涙の訳を教えてくださいー1ー

※つらい恋5題『1 どうしても止められなかった』と君の手を引く5題『4 ごめん それでも』からの続き物です。
※ヒノ弁に子供がいます。さらに、弁慶が育児ノイローゼ(?)気味です。



平家との戦は終結していたが、九郎は快く源氏に…軍師の地位へと迎え入れてくれた。
偶然とは云え見計らったように戦が激しさを増した途端に消えて、終結した頃に現れた自分を戦から逃げたと陰口を叩く者も多かった。
当然の事であると甘んじて受けていたが、九郎はそんな中傷からも庇い、ついには兵を説得し治めてくれたのだ。

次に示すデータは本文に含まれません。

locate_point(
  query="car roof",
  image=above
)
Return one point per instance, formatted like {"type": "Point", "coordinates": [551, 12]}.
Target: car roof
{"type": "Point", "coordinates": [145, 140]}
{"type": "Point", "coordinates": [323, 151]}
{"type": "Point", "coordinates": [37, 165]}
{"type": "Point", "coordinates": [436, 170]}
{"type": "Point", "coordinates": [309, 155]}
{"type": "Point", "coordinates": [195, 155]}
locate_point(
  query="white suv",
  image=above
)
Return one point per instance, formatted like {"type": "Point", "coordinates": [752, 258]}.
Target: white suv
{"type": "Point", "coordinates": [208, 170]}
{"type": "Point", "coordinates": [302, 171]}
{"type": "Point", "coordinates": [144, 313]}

偽りだらけの咎人にさえ、こんなにも優しい九郎を守らなければならない。
その覚悟は迫り来る源氏の…鎌倉の軍勢を前にしても変わらない。
合戦の最中から九郎を驚異に考えた鎌倉が、彼の始末を望んでいたのを知っていた。
だからこそ、自分は源氏に戻ってきたのだ。
以前から平泉へと文を烏に届けさせていた甲斐もあり、藤原秀衡は逃れてきた九郎や己を幼少の頃と変わらずに庇護してくれた。
だが、圧倒的な兵力の前に平泉が陥落するのも刻の問題である。
「さて…何処で待ち伏せたものかな」
策があると言いくるめて早々に九郎には逃げて貰ったが、兵の足止めも必要である。
少しでも彼が遠くへ逃れる為ならば、後から追うと交した約束を違える事もいとわない。
「くっぅ…あ、!」
幾多の矢が腕に足に身体へと突き刺さるが、引くわけにはいかいと唇を強く噛んだ。
痛みに悶える隙にと兵が勢い付くが、近寄った手前の兵から順に首が落ちていく。
弁慶が鋭く薙刃を振るう度に、溢れ出た鮮血が宙を舞った。
約束の通りに自分を信じて振り返らずにいてくれる九郎の為にも、今はまだ死ぬわけにはいかない。
「倒さないと…っ」
せめて…あと一払い、あと一薙ぎ。
「倒さないと倒さないと…守らないと……っ、!」
九郎と自分は唯一無二の親友で、絶対の親愛で結ばれた間柄だと信じている。
そんな九郎と交した約束を初めて破った償いにと、ただひらすらに薙刃を振るった。
「っう…わぁああ!」
多量の鮮血が飛び散り、数えるのも馬鹿らしい程の幾度目かの断末魔が響く。
どれだけの間、薙刃を振り続けていたのかは知る事ができないが、ようやく敵も僅かに引いたのだけは分かった。
「………っ、!」
見渡す限り動く者は己以外はない。
穢れのない六花だけが深々と降り積もり、戦場に似つかしくない不気味な静寂が訪れる。
「……こんなに、無茶をしたのは…九郎と京で暴れ回った頃以来、かな、?」
薙刃を地に突き立て、辺り一面に転がる骸を踏み付けながら、必死に崩れ落ちそうな身体を支えた。
「はぁはぁ…っ、」
荒い呼吸を繰り返し息を整え、腕や足に突き刺さる弓矢を引き抜いていく。
「…うっ、ぁ」
幸いにも心臓を貫いた矢はなく、激痛にうめく程度で済んだようだ。
だが、痛みを感じたのは初めの数本だけで、すぐに感覚は麻痺し痛みさえ感じなくなる。
ぼんやりと呆けた途端、背後に人の気配を感じ取った肌が粟立つ。
「―っ…!?」
背後の気配に気付かぬ程に油断していたわけもなく、認識するよりも早く反射だけで薙刃を振りかざした。
勢いよく刃が打ち合う音が響く。
「…っく、!」
傷だらけの身体をずっと雪と寒さに晒していたのだ、体力の衰えも相まって薙刃を握る力が弱い。
必死に震える指が限界を訴え、血に濡れた指先が滑る。
…呆気なく薙刃は弾かれて、地に落ちた。
「随分、弱くなったね…オッサン」
「………ヒ、ノエ?」
ヒノエがわざとその呼称で呼び嘲笑うような声を掛ければ、弁慶はそこでようやく相手がヒノエだったと認識したようだ。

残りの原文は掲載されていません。